A world of mending and knitting, of black icy mornings rank with the smell of wood smoke from the kitchen. Of the soft chatter of the women in the weaving-room by candle-glow and firelight, of counting out bulbs and seeds and planning next year’s garden.

A world where in earlier years her sister Anna Maria or her brother Bart or George’s brothers or sister or the Fairfaxes or the Masons from across the river would ride over for dinner and a few days’ stay or a few weeks’. A world where she’d be waked in the dark of predawn by George’s soft-footed rising and the soft clank of the poker as he stirred up the fire, so that the bedroom would be warm for her.

That world had been theirs for seventeen years, all the “happily ever after” she’d ever wanted. There had been the recurring worry about her daughter Patcy’s seizures, which the shy, beautiful girl had suffered from childhood. But somewhere, Martha had always felt—perhaps in England—there must exist a cure. At the time it had seemed to her that these days of happiness would go on forever, until she and George were old.

But they had lasted only seventeen years.

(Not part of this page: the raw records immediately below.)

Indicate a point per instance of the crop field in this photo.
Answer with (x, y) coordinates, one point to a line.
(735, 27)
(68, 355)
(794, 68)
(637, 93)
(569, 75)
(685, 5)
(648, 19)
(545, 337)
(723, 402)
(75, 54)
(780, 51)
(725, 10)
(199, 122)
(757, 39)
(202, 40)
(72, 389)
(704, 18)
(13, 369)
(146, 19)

The mantel-clock struck ten. It was time to get up, and go downstairs, and ask Fanny in the most natural-sounding voice she could contrive, “Who was that, whose horse I heard in the drive?”

So it seemed to her, Martha thought, that in 1774 a clock had struck somewhere and it was time to get up from their quiet life of family and home and watching the river flow past the foot of the hill, and step out the door and into the War.

The War had ended four years ago. But as she shook out the folds of her dark skirts, and glanced at her looking-glass to make sure her cap was straight, it seemed to Martha that the War was once again waiting downstairs, as alive as it ever had been. Ready to sink its claws into George and drag him away from her.

Drag them both away, never to return.

Never, she vowed in her heart. I saw what it did to them—to Fanny, to Jacky, to those children whom I most love.

He promised, and I will hold him to that promise. Nothing—nothing—will take us again from this place, and from these people who need us.

As she came down the stairs into the paneled shadows of the hall, Martha heard James Madison’s voice in the West Parlor. Barely a murmur from that small slight man, like a mouse nibbling in a wainscot. A wet, rasping cough told her Madison was talking with George’s nephew Augustine—Fanny’s husband, about whose health Martha was increasingly worried.

“In the States that have paper money, it’s worth half what specie is, if that,” she heard as she came nearer. “But the States make laws that this paper must be accepted, and those who’ve lent in good faith are being driven to bankruptcy. In the States that don’t have it, you can’t lay hands on a shilling and creditors are calling in their debts by taking a man’s land. They’re saying in New York that if it weren’t for the western counties rising in rebellion, Massachusetts would have gone to war with Connecticut over trade between them.”

“Madness,” said Augustine, and coughed again. Augustine had been part of the General’s staff during the closing years of the War, a slender young man whose succession of feverish chest-colds had kept him a wanderer in search of that elusive “change of air” that all doctors prescribed. He’d come to Mount Vernon last year to take up again his position as the General’s secretary, and in so doing, had met once more his childhood sweetheart, Fanny.